“I am also a physiognomist. Do you know that you have said without speaking: ‘That is over; let us change the subject.'”

“At least I felt the desire to be put to the test.”

“Doctor, what do you think of the recent event?” inquired Marie Antoinette as though this was interlinked with what she had spoken.

“Madam, the daughter of Maria Theresa is not one of the women who faint at trifles.”

“Do you believe in forewarnings?

“Science repels all phenomena tending to upset the prevailing order of things; still, facts offtimes give the lie to science.”

“I ought to have said; do you believe in predictions?”
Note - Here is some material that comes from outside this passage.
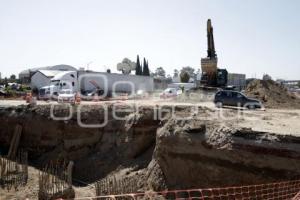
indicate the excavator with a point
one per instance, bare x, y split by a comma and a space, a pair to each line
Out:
212, 76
“I believe that the Supreme Being has benevolently covered the future with an impenetrable veil. Still,” he went on as if making an effort over himself to meet questions which he wished relegated into doubt, “I know a man who sometimes confounds all the arguments of my intelligence by irrefutable facts. I dare not name him before your Majesty.”

“It is your master, the immortal, the all-powerful, the divine Cagliostro, is it not, Dr. Gilbert?”

“Madam, my only master is Nature. Cagliostro is but my saver. Pierced by a bullet in the chest, losing all my blood by a wound which I, a physician, after twenty years study, must pronounce incurable, he cured me in a few days by a salve of which I know not the composition: hence my gratitude to him, I will almost say my admiration.”